Irrational Exuberance!

Things I'll Miss in Japan

June 8, 2008. Filed under jetjapan

As I'm prone to doing, I'm sitting here on the two and a half hour train ride from Hidafurukawa to Nagoya and thinking about my experience in Japan. It doesn't quite feel real that I'll be leaving in less than two months. Well, perhaps it feels real, but it just doesn't mean anything yet. There is still too much school left to teach to simply let it flow past me, and so I have yet to reach the emotional release of this chapter's ending.

But, sitting on this train--while staring out the window into the darkness and an occasional street lamp--I've begun to reflect on some things that I will miss about Japan. These aren't going to be the entertainment highlights--karaoke, clubs or izakayas--but instead disjoint pieces of my transient experience here.

Kamioka

I really like the little town I have been living in. Its small, has a few nice places, and took excellent care of me in its absent-minded fashion. Initially the first thing that struck me about Kamioka is that its surrounded by these tall, gorgeous mountains that simply erupt into the sky in every direction. Its easy to lose sight of those sky-skewering peaks, but when you stop and look around you realize they're still there... and they're still amazing.

Kamioka has been an educational experience for me in so many little ways. Who the hell thought of shops closing on random days of the week? And all of them closing by 8:00 PM? Small town living isn't something I ever experienced quite like this before, and I'm grateful for the experience. Its certainly a complete pain in the ass sometimes, but I'm sure I'll miss it (since I won't have to deal with it anymore, and can just grin at the inconveniences instead of living with them).

Warren

Warren. Warren, is the other ALT in Kamioka, and is one of the few sane ALTs in my region. Seriously, if you pull the drawstring on your inflatable psychiatrist and send him out here, the good Doctor Acme will confirm this finding. Warren has a certain habit of looking at an absurd situation and saying "Really?" in a way that makes it fairly clear that the rest of the sentence--if completed--would be "Did that really just happen?"

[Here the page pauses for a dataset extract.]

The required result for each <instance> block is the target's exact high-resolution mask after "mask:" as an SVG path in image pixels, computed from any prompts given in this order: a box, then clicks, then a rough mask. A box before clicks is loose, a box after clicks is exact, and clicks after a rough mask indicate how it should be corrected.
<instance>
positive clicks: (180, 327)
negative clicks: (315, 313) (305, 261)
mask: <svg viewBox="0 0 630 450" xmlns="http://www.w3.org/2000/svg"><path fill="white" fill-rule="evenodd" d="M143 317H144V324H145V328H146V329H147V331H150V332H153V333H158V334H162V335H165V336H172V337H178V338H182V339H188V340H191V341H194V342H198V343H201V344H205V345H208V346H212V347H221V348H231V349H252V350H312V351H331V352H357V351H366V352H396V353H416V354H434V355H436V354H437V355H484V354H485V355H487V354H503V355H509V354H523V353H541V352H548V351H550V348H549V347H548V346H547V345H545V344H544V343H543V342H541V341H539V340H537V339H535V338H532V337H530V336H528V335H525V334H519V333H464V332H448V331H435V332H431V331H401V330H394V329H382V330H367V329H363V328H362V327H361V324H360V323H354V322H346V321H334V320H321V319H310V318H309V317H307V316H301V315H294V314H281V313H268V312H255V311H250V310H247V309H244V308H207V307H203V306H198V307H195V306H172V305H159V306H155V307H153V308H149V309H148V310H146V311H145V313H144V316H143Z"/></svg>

Warren is among the sacred few individuals who hasn't inspired me to harbor those same "Really?" sentiments about him. And he's managed all of that, despite being a Canadian. Remarkable, really.

El Sol

El Sol is the best bar in Kamioka. Its perhaps the best bar in Japan, depending heavily on your bar criteria. The bartender, Keiko, is remarkably friendly, the food is good, the decor is comfortable, and nama beer is only 550 yen, instead of 600 like most places. Its basically the Mecca of the friendly bar.

I remember my 11th grade English teacher playing a recording of a poem for us one day. It was about Mary J. Blige, and the piece of the poem that I remember is "Sure, she gained a little weight..." and then it went on to say that she was still Mary J., and thus deserving of our love. Thats kind of how I feel about El Sol. Sure, it could be a little bit bigger, and--hey--it could have a pool table. But its keeps getting better without ever changing a bit. When your local bar has mastered the teachings of the Tao, you can rest assured you are in good hands.

Teiju

Teiju is the kissatten of Kamioka. Or at least its the kissatten of my Kamioka. We tend to translate kissatten as cafe or coffee shop, but I'd describe it more as cafe that makes like a pumpkin and turns into a restaurant when lunch hours start. The katsu curry is amazing, and so is the katsu-teishoku, and so is the wafu-hambagu-teishoku. Yeah, I basically only eat those three dishes there.

Its a friendly, inexpensive restaurant in a town with a serious restaurant shortage. Kamioka will immediately cease to exist simultaneously with Teiju finally closing its doors. Mark my word, nature abhors a vacuum, even if its only of restaurants.

Yamanomura

Yamanomura is one of the three schools I teach at, and its a completely different experience than my other two schools. The school has fourteen students, and most classes have three or four kids. This has let me really get to know the kids in a different way than I have at the other schools. The lessons tend to be extremely different as well, since the goal is teaching rather than survival.

The kids all grow up on farms in a rural community, The school feels like--and in some cases literally is--a family, and its a warm family to be briefly adopted into.

Thursday night basketball

For the past three months I've played basketball most every week with a group of local guys. Their ages range from maybe twenty to thirty, and they are real people. Just people coming out to play basketball once a week and have fun doing it. For a while there, basketball was the highlight many of my weeks. Its still one of my favorite times of the week, and the people I play with are some of my favorite people I've met in Japan. I'm not sure if I'll ever find a regular basketball game again like this one where I can just come and kick it once a week. Hopefully.

I'm sure there are other things I'll miss, but these are the ones that come to mind on this evening train ride into civilization.